El título de Abogada se remonta a San Ireneo. Al tratar acerca de la desobediencia de Eva y de la obediencia de María, afirma que en el momento de la Anunciación «La Virgen María se convierte en Abogada» de Eva. Efectivamente, con su «sí» defendió y liberó a la progenitora de la Humanidad de las consecuencias de su desobediencia, convirtiéndose en causa de salvación para ella y para todo el género humano.

María ejerce su papel de Abogada cooperando tanto con el Espíritu Paráclito, como con Aquél que en la Cruz intercedía por sus perseguidores (Lc 23, 34) y a quien Juan llama nuestro «Abogado ante el Padre» (1Jn 2, 1).
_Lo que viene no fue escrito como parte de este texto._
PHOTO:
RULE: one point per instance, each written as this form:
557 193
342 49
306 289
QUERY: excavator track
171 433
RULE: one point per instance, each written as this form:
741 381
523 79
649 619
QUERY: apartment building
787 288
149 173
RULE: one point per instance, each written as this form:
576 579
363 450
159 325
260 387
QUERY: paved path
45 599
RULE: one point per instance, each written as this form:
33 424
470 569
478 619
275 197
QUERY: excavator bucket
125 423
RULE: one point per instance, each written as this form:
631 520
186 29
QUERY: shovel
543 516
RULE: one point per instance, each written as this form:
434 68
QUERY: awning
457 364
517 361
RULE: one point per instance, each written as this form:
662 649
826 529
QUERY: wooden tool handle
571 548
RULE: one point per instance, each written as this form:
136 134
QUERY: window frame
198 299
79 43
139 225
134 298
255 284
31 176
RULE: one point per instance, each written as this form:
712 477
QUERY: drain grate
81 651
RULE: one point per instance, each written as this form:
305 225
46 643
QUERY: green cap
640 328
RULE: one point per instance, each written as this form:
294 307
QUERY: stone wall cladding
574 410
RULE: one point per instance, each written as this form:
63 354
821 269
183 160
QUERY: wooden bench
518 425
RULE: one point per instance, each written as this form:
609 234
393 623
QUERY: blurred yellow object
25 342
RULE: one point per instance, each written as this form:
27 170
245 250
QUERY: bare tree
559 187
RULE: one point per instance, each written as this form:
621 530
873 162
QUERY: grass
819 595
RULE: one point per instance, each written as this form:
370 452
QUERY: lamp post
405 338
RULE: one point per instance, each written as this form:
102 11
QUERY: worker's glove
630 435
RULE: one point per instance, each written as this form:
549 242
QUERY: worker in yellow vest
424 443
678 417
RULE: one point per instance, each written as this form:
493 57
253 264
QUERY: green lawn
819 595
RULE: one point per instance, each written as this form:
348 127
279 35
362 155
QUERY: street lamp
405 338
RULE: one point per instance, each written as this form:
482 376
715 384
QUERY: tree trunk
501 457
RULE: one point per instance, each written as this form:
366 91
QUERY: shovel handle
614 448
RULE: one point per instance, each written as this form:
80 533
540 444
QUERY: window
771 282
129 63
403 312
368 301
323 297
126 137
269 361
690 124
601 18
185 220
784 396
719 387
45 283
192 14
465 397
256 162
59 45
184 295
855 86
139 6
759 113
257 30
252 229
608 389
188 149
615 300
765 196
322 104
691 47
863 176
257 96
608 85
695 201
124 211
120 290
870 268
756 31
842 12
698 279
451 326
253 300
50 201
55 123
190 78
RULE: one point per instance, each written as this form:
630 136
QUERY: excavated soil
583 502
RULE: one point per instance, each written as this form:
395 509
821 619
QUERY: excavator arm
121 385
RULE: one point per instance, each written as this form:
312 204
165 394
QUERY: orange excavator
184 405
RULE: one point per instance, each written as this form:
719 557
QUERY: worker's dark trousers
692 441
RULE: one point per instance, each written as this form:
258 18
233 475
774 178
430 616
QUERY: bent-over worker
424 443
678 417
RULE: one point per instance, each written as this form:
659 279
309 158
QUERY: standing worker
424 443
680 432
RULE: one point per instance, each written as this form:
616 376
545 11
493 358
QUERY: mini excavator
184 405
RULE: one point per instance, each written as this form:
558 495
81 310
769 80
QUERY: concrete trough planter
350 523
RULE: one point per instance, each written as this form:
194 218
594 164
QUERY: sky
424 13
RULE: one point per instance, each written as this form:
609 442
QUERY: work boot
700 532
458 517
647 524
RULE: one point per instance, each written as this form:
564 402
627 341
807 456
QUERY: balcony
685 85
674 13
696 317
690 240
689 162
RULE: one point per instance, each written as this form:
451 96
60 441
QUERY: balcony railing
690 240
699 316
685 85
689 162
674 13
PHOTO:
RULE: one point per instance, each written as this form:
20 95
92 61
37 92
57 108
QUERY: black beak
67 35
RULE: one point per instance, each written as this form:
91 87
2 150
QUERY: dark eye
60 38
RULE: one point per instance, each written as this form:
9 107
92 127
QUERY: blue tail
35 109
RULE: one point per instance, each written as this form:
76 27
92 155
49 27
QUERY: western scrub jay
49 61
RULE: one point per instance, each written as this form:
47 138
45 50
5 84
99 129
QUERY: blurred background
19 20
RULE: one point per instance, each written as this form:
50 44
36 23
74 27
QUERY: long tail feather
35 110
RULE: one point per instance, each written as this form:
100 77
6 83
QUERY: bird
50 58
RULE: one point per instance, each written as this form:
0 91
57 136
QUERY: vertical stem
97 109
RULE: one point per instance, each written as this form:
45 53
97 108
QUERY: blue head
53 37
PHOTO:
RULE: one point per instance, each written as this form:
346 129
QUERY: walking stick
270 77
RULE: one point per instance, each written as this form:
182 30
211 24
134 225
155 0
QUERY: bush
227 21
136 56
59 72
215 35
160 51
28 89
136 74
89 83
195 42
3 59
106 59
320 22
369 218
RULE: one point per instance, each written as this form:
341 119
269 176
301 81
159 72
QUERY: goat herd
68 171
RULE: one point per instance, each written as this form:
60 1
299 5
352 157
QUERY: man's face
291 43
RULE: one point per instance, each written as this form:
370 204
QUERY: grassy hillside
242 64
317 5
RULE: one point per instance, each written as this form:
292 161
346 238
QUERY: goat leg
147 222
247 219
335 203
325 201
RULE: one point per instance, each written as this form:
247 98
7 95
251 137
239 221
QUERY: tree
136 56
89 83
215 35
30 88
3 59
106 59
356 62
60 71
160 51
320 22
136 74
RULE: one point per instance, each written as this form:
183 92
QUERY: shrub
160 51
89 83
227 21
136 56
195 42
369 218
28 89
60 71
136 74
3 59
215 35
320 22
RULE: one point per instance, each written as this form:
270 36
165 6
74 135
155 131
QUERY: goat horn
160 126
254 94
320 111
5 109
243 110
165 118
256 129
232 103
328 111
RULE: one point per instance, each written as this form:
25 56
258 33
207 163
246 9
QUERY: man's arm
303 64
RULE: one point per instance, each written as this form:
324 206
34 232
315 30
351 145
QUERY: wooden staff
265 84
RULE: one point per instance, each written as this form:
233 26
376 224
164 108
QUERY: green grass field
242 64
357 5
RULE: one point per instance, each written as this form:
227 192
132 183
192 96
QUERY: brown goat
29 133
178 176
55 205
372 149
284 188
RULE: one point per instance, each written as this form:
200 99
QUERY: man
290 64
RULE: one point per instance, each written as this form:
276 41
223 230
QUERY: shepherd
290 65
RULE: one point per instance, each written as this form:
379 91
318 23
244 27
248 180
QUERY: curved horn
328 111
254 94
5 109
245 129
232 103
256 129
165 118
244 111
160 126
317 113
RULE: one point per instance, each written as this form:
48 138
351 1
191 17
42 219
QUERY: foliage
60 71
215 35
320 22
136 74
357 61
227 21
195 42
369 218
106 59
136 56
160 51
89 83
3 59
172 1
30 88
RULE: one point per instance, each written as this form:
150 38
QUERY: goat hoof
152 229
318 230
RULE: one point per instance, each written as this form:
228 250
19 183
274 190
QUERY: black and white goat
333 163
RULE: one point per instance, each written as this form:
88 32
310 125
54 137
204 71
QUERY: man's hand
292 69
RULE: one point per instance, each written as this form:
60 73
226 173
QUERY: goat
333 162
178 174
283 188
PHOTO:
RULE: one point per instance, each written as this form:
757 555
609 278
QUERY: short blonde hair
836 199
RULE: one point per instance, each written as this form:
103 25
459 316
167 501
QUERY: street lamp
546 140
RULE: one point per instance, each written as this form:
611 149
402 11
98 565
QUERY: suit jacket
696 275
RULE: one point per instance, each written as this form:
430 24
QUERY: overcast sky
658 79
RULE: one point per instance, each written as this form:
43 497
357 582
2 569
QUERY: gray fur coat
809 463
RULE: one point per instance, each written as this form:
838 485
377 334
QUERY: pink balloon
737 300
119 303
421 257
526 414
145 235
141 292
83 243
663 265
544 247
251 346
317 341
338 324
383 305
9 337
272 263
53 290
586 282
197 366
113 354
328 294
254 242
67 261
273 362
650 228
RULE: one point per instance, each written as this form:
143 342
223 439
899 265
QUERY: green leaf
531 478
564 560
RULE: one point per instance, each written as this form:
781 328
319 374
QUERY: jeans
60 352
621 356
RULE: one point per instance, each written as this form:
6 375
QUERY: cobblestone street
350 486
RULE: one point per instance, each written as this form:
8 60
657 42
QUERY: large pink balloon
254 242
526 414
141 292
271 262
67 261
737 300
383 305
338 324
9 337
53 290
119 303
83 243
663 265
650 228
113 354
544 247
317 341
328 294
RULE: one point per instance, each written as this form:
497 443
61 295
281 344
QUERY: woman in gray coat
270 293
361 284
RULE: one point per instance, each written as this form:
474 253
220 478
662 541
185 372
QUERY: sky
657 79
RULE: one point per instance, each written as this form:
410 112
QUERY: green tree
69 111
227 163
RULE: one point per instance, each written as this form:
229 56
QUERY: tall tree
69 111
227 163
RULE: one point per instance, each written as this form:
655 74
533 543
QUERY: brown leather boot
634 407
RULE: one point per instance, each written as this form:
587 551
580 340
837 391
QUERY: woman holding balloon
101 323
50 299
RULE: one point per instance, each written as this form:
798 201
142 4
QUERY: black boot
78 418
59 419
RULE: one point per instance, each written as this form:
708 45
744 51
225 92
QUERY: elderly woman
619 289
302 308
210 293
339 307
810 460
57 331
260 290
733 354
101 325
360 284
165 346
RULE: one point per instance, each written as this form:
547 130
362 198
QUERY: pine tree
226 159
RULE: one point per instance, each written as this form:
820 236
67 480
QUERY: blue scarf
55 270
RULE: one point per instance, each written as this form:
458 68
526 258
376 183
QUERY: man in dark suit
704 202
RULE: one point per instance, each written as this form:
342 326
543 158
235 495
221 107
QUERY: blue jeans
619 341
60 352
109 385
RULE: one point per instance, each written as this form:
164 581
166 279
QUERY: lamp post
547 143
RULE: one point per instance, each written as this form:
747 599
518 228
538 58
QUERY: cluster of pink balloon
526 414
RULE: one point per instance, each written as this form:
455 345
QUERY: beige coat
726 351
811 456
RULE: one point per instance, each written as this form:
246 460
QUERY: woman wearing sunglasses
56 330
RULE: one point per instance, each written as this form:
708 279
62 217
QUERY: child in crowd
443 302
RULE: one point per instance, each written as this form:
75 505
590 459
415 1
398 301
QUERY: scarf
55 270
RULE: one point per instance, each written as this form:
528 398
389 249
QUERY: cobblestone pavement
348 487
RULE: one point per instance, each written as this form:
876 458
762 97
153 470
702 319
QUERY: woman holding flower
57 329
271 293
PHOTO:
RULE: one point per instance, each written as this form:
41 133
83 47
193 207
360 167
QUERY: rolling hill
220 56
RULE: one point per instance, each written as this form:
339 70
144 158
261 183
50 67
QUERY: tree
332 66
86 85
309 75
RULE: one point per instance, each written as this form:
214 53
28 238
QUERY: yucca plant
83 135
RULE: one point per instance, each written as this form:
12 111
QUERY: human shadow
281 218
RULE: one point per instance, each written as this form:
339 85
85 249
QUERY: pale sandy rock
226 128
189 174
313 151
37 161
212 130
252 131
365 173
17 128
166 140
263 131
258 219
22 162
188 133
Como Madre, ella defiende a sus hijos y los protege de los daños causados por sus mismas culpas.

Auxiliadora

Los cristianos invocan a María como «Auxiliadora» reconociendo así su amor materno, que ve las necesidades de sus hijos y está dispuesta a intervenir en su ayuda, sobre todo cuando está en juego la Salvación Eterna.

La convicción de que María está cerca de cuantos sufren o se hallan en situaciones de peligro grave, ha llevado a los fieles a invocarla como «Socorro». La misma certeza confiada se expresa en la más antigua oración mariana: «Bajo tu amparo nos acogemos, Santa Madre de Dios; no deseches las súplicas que te dirigimos en nuestras necesidades, antes bien, líbranos siempre de todo peligro, oh Virgen gloriosa y bendita» (Breviario Romano).

Como mediadora maternal, María presenta a Cristo nuestros deseos, nuestras súplicas, y nos transmite los dones divinos, intercediendo continuamente en nuestro favor.

Santuarios de amor

Los innumerables santuarios marianos esparcidos por el mundo testimonian las maravillas que realiza la Gracia por intercesión de María, Madre del Señor y Madre nuestra.

Al recurrir a Ella, atraídos por su ternura, también los hombres y mujeres de nuestro tiempo encuentran a Jesús, Salvador y Señor de su vida. Sobre todo los pobres, probados en lo más íntimo, en los afectos y en los bienes, encuentran refugio y paz en la Madre de Dios, descubren que la verdadera riqueza consiste para todos en la gracia de la conversión y del seguimiento de Cristo. 

Éste es el mismo tesoro que las madres de ayer, hoy y siempre están llamadas a resguardar con su testimonio. Un ejemplo que, al imitar las virtudes de la Virgen, las convertirá en «santuarios vivientes del amor».